AIC Presents Forbes Medal to Representatives Royce and Engel

Photo credit: U.S. Foreign Affairs Committee

 

On June 22, 2017, U.S. House Committee on Foreign Affairs Chairman Ed Royce (R-CA) and Ranking Democrat Eliot Engel (D-NY) were presented with the American Institute for Conservation’s highest honor, the award of the Forbes Medal, for their bipartisan efforts that resulted in the creation of the “Protect and Preserve International Cultural Property Act.”

Now passed into law, this act imposes new, stronger import restrictions on antiquities that are trafficked out of Syria. By reducing trade in looted artifacts and the profits from looting, historic sites in the Middle East and the cultural material they contain are better shielded, and, by extension, knowledge of our past, of our shared humanity, is saved.

During the presentation on Capitol Hill, Chairman Royce said, “I want to thank the American Institute for Conservation for all of its important work.
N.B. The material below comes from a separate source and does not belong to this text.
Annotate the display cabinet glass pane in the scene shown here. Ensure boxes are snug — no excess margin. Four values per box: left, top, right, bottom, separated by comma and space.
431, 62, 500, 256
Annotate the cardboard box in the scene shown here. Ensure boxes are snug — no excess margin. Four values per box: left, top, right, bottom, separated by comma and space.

We are witnessing a cultural devastation in the Middle East. ISIS, Assad and other parties to the conflict are decimating the region’s Greek, Roman, and Byzantine heritage, and sites and artifacts of importance to all three major faiths, from Sufi Shrines to Jonah’s tomb. The U.S. must always lead in supporting those in conflict zones who are risking their lives to preserve the world’s history for future generations.”

Recent turmoil in the Middle East – particularly in Syria and Iraq – led to a thriving trade in looted artifacts, benefiting organization such as ISIS. AIC is pleased to celebrate these U.S. Congressmen who recognized the dangers of such looting, and worked across the aisle to protect precious cultural heritage from exploitation.

“On behalf of the board of directors of the American Institute for Conservation, I extend our thanks to Representatives Engel and Royce for their individual efforts and for their guidance of the House Committee on Foreign Affairs that has both established a precedent for and emphasized the necessity of protecting cultural heritage,” said AIC Executive Director Eryl Wentworth.

“This award is a fitting way to recognize their bipartisan work on behalf of the American and global community to preserve objects and sites of cultural heritage.”

The AIC Forbes Medal celebrates those whose work on national and international platforms has significantly advanced the preservation of cultural heritage.  Prior to honoring Congressmen Engel and Royce, only eight recipients had received this honor since its inception in 1994.

The Forbes Medal is named for Edward Waldo Forbes (1873-1969), who served as director of the Fogg Museum at Harvard University from 1909 through 1944. He founded the country’s first fine arts conservation treatment and research center, and was dedicated to technical research of artworks. Four years after retiring from the Fogg, he founded and served as director of the American Research Center in Egypt.